GIT-CERCS-07-07
Aameek Singh, Mudhakar Srivatsa, Ling Liu,
Efficient and Secure Search of Enterprise File Systems
With fast paced growth of enterprise data, quickly locating relevant content has become a critical IT capability. Research has shown that nearly 85% of enterprise data lies in flat filesystems that allow multiple users and user groups with different access privileges to underlying data. Any search tool for such large scale systems needs to be efficient and yet cognizant of the access control semantics imposed by the underlying filesystem. Current multiuser enterprise search techniques use two disjoint search and access-control components by creating a single system-wide index and simply filtering search results for access control. This approach is ineffective as the index and query statistics subtly leak private information. The other available approach of using separate indices for each user is undesirable as it not only increases disk consumption due to shared files, but also increases the overheads of updating the indices whenever a file changes.

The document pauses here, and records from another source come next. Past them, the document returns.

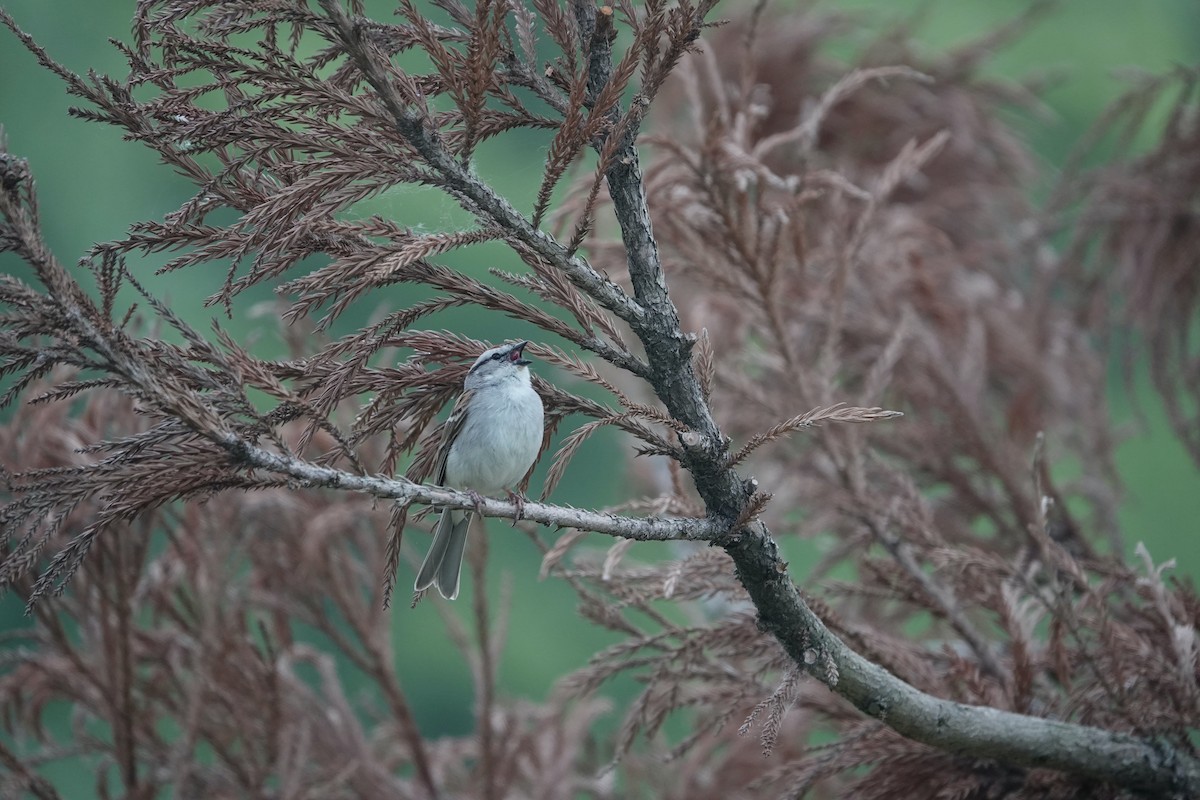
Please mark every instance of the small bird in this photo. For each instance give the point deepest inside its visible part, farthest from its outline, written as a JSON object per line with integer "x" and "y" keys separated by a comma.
{"x": 489, "y": 443}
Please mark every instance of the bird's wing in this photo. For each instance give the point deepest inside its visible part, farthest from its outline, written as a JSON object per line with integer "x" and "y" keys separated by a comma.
{"x": 450, "y": 432}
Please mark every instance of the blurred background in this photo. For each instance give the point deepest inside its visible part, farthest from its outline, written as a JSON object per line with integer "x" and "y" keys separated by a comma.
{"x": 93, "y": 186}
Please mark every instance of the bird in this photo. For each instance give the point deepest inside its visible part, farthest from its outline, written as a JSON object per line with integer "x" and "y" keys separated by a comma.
{"x": 489, "y": 443}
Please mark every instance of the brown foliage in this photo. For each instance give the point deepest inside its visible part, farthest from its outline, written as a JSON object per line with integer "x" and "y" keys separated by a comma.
{"x": 838, "y": 238}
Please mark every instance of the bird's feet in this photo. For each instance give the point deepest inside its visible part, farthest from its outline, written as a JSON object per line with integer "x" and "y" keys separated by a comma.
{"x": 519, "y": 501}
{"x": 478, "y": 499}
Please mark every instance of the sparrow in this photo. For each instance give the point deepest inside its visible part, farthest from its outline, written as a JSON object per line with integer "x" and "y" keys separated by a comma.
{"x": 489, "y": 443}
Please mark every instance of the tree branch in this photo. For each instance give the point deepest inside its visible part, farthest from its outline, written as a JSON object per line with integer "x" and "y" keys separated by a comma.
{"x": 405, "y": 491}
{"x": 475, "y": 196}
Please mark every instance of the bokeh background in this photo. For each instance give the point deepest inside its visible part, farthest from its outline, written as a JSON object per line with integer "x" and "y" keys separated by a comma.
{"x": 93, "y": 186}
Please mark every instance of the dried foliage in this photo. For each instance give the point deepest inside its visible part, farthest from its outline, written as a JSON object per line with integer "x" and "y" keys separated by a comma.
{"x": 839, "y": 240}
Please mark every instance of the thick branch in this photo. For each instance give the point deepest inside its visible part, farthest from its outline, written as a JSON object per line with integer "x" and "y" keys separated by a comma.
{"x": 979, "y": 732}
{"x": 405, "y": 491}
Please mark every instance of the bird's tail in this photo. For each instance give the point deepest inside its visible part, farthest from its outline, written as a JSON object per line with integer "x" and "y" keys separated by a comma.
{"x": 443, "y": 563}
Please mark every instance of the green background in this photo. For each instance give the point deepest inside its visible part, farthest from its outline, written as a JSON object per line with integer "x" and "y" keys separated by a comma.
{"x": 93, "y": 186}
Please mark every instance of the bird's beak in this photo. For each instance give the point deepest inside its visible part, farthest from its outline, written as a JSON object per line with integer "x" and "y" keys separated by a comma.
{"x": 517, "y": 355}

We propose a distributed approach that couples search and access-control into a unified framework and provides secure multiuser search. Our scheme (logically) divides data into independent access-privileges based chunks, called access-control barrels (ACB). ACBs not only manage security but also improve overall efficiency as they can be indexed and searched in parallel by distributing them to multiple enterprise machines. We describe the architecture of ACBs based search framework and propose two optimization technique that ensure the scalability of our approach. We also discuss other useful features of our approach \u2013 seamless integrationwith desktop search and an extenstion to provide secure search in untrusted storage service provider environments. We validate our approach with a detailed evaluation using industry benchmarks and real datasets. Our initial experiments show secure search with 38% improved indexing efficiency and low overheads for ACB processing.